The Independent Review and most discourse on spinouts understandably focus on high-tech, high-growth companies. But there is a case to be made for nurturing social science spinouts for societal impact. 

The HESA Spinout Register provides a vital window into this diversity of academic disciplines. By categorising companies by Research Excellence Framework (REF) Main Panels, the Register provides the evidence needed to show that spinout activity is not limited to STEM disciplines, but also spans the SHAPE disciplines too. This formal recognition is a necessary first step in legitimising non-STEM commercialisation pathways and ensuring these ventures are no longer ‘invisible’ to policymakers.

International comparisons

Internationally, Britain can find successful blueprints for broadening the definition of success in the spinout ecosystem. For instance, the Netherlands has strong social enterprise incubators and even their definition of valorisation includes non-patent impact. In the UK, Research England’s Higher Education Innovation Funding (HEIF) could potentially be channelled to support non-STEM commercialisation more. It’s notable that a dedicated ARC (Accelerating Research & Commercialisation) Accelerator was piloted for social sciences in recent years, but interviewees mentioned it faced funding uncertainty. Ensuring continuity and support for these initiatives is important for inclusivity.

Singapore provides another good example of elevating SHAPE through its National Graduate Research Innovation Programme. By committing nearly $500 million to social science research with an explicit mandate for commercialisation, Singapore views human-centric innovation as a high-value national priority rather than a secondary impact. The model of mandatory interdisciplinary ‘co-founding’ pairs social scientists with technical experts from the outset, ensuring that SHAPE-led ventures are equipped with the technical rigour and market-readiness usually reserved for STEM spinouts.

Recommendation: Embed commercialisation into teaching and learning

Universities should move from an ‘opt-in’ to an ‘opt-out’ model for commercialisation training into both STEM and SHAPE programmes, from undergraduate to PhD. This structural change will capture high-potential researchers who currently consciously or unconsciously self-select out of entrepreneurship. Alongside this, specific ‘Entrepreneurial Research Experience Placements’ should be created for undergraduates to work inside active spinouts, demystifying the process at the earliest stage of their careers.

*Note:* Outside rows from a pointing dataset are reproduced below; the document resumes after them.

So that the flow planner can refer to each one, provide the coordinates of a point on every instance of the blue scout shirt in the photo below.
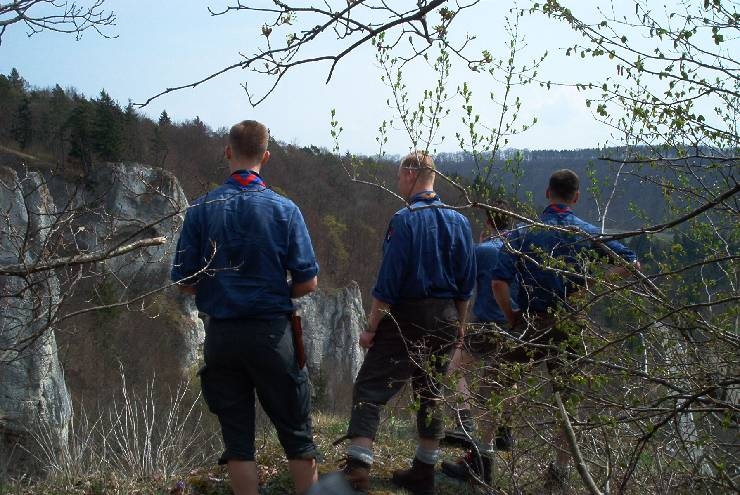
(427, 253)
(486, 308)
(541, 288)
(244, 237)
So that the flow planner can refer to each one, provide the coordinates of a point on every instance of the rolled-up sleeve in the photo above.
(301, 261)
(395, 262)
(468, 270)
(617, 247)
(505, 268)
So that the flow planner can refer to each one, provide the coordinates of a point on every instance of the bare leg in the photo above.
(303, 472)
(460, 360)
(243, 476)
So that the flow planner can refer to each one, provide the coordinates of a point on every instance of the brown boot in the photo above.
(419, 480)
(357, 474)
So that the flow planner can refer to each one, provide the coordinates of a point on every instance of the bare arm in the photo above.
(502, 294)
(377, 312)
(303, 288)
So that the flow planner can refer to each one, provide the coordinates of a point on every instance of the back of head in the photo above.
(564, 184)
(248, 140)
(498, 220)
(420, 161)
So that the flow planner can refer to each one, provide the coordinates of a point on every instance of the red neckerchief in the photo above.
(244, 178)
(557, 208)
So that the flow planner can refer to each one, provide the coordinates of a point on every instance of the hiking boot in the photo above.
(470, 467)
(462, 435)
(419, 480)
(357, 473)
(504, 439)
(556, 480)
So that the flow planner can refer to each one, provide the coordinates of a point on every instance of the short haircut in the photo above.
(564, 184)
(498, 220)
(248, 139)
(421, 161)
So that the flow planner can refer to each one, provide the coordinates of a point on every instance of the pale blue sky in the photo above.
(167, 43)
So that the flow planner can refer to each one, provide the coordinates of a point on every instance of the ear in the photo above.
(265, 157)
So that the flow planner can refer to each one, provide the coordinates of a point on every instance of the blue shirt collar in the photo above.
(425, 196)
(557, 209)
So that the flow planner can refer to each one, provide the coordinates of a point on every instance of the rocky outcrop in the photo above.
(142, 329)
(332, 322)
(32, 386)
(117, 315)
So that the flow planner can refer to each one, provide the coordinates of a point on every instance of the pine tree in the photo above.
(21, 128)
(159, 147)
(79, 125)
(107, 131)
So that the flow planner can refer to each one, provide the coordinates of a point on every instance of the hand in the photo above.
(366, 339)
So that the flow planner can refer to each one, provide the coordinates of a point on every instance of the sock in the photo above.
(465, 420)
(427, 456)
(360, 453)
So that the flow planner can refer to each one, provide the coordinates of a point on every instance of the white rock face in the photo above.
(157, 337)
(32, 386)
(332, 323)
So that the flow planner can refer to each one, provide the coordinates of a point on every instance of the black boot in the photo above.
(504, 439)
(470, 467)
(419, 480)
(463, 434)
(357, 474)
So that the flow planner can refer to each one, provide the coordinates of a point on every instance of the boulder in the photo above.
(332, 323)
(34, 400)
(144, 330)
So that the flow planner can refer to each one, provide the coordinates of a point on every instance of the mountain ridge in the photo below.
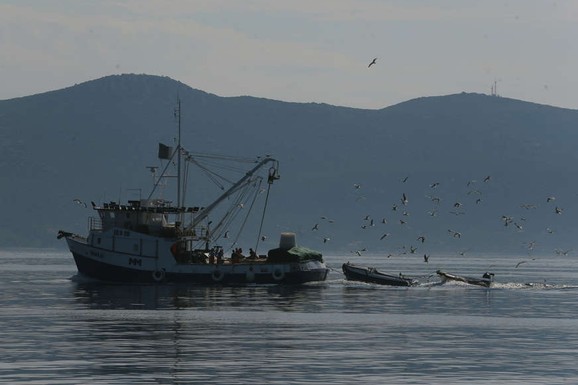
(88, 140)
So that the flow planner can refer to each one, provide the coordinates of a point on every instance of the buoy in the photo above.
(278, 274)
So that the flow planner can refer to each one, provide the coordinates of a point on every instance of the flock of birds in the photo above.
(400, 214)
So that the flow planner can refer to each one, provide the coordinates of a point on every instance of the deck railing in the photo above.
(94, 224)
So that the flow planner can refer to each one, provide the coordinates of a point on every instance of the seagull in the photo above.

Recommendation: Create a distinct toolkit for SHAPE founders 

Founders in SHAPE disciplines require a different support architecture than their STEM counterparts. Placing them in STEM accelerators is often not helpful, or can be actively harmful to their spinout journey if it wastes time and resources. Instead, programmes must be designed to teach SHAPE founders the technical and business rigour they may lack, such as financial modelling and productisation. 

Case study: Clare Daly — Founder, Dynamigo

Clare Daly is the Founder of Dynamigo, an educational technology spinout from the University of Strathclyde, rooted in her background as a practice-based educational psychologist. Dynamigo provides a dynamic assessment platform to identify and nurture individuals’ learning potential.

Clare’s journey began seven years ago, but she faced immediate friction because she sat within the Humanities faculty. Unlike fields such as engineering or computer science, where commercialisation is normalised, Clare found that in her field, commercialisation was often viewed as a ‘dirty word’ and that there was an expectation that psychologists should give things away for free.

Clare is currently finalising negotiations where the university will take a 20% equity stake. However, she notes that the biggest bottleneck wasn’t the lawyers or the Technology Transfer Office, but negotiating her release time from her academic department, which lacked experience in handling such requests compared to STEM faculties.

As a female founder with three children, Clare highlights the domestic penalties women often face, noting that homework and family life limit her ability to attend evening networking events or move at the same pace as founders without those responsibilities. She also points out systemic flaws in the grant system designed to help people like her. For example, she secured a grant from Scottish Enterprise but discovered she had to pay for costs upfront and reclaim them later. For a cash-strapped founder, this cash-flow gap can make grants inaccessible.

Clare observes that the current ecosystem is skewed toward sectors such as health tech, leaving ‘human-centric’ tech businesses like hers struggling for recognition. She argues that auditors and investors need to look at what humanities founders do bring, such as a deep understanding of people and user experience, rather than focusing on their lack of technical or business knowledge.

05) Considering compounding barriers to success

Barriers to entry are not uniform; they are compounded by geography and race, creating a ‘haves versus have-nots’ ecosystem.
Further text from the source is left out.